The usual bug fixes, documentation improvements and fixes, etc. are implemented. Thanks to MIT, the NEH, and the Seaver Institute for funding the project. (and to MIT for tenuring me in part on the basis of music21). This is the last release that Josiah Oberholtzer was lead programmer for; his considerable talents will still be on display in Abjad and many other projects he works on, and the implications of the new storage system he has developed will continue to pay off for years.
What's next?
Starting work on music21 2.0 today. That release will have some backwards incompatible changes that developers will need to deal with -- just as the path to 1.0 meant that some things that were originally thought of as good ideas were thrown out, the path to 2.0 will rely on 8 years of using music21 to fix some things that really should've been done differently from the beginning. Having just spent 2 weeks making m21 compatible with Python 3, I will give my assurance that as few incompatibilities as possible will be introduced. Most of the major changes will be on the core -- so if you've never messed with Sites, SpannerStorage, etc., you'll be fine.
- Problems with 5 quintuplets = .99999999 of a beat will disappear. Music21 2.X will store offsets and quarterLengths internally as rational numbers (actually a custom MixedNumeral class, so that the __repr__ is nicer...). All music21 objects will gain four properties: ".offsetRational, .duration.quarterLengthRational, .offsetFloat, and .duration.quarterLengthFloat" -- in music21 2.0, .offset and .duration.quarterLength will be aliases for offsetFloat and .duration.quarterLengthFloat -- so no changes will be needed to existing code.
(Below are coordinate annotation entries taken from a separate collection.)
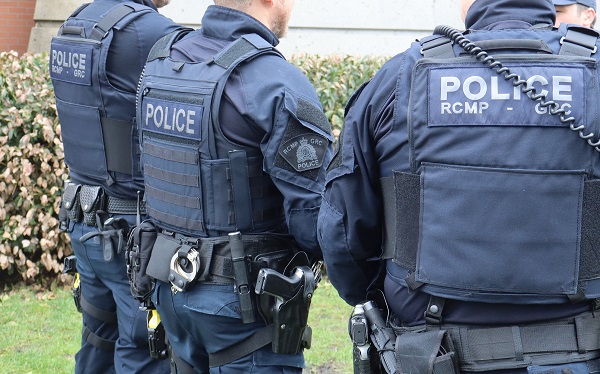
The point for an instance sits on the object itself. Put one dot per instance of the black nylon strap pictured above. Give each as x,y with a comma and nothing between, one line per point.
240,182
437,47
579,41
107,22
98,342
97,313
117,143
258,340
This will give a period of time (6 months?) to switch .offset either to .offsetFloat or .offsetRational. We'll have a tool to make the switch automatically. Then at a certain point, .offset will become an alias for .offsetRational. By music21 3.0 .offset will only support Rational numbers.
- Streams will store the position of notes, etc. in them. Right now this is all stored in the Note object itself. There are some great reasons for doing it that way, but significant speedups will take place by shifting this.
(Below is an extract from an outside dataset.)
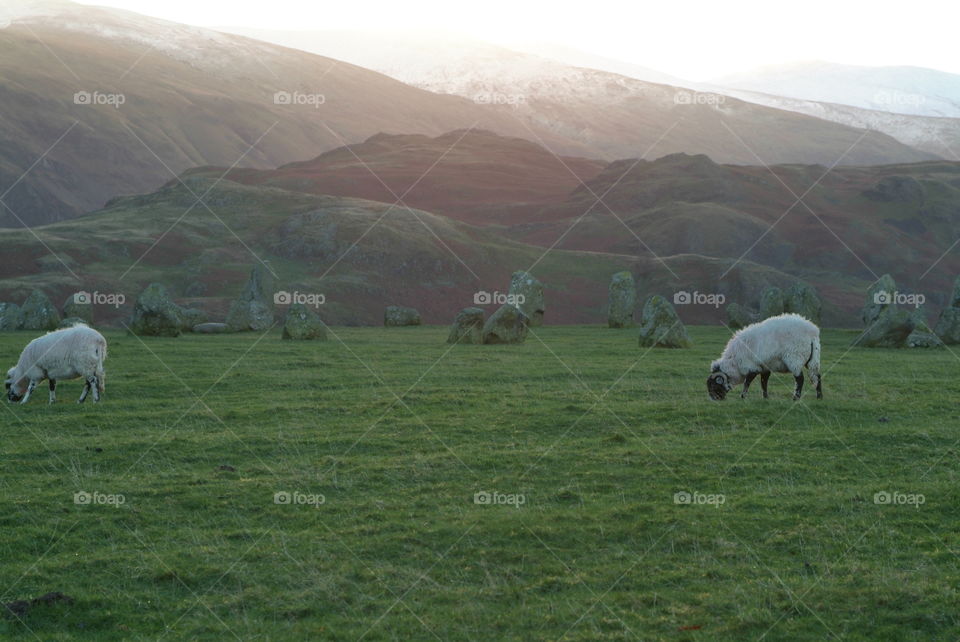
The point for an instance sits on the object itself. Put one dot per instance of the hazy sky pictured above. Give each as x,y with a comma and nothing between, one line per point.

- inPlace will be False by default for all operations on Notes, Streams, etc. -- you can plan for the migration by explicitly setting inPlace for every call now.
- Some changes to boundary cases in .getElementsByOffset will take place -- it will not change much, but for a few users this will be crucial.
- NamedTuples and OrderedDicts will appear in a lot of places
that's all for now, but more examples to come soon. - Myke
Sunday, May 25, 2014
Python reimports
We've been working a lot recently on two kinds of optimization in music21: improving speed and then using some of the speed increases to add functionality and stability, so that new features can be added without slowing down the process. One of the places we found where we could make changes is in our over-cautious use of imports.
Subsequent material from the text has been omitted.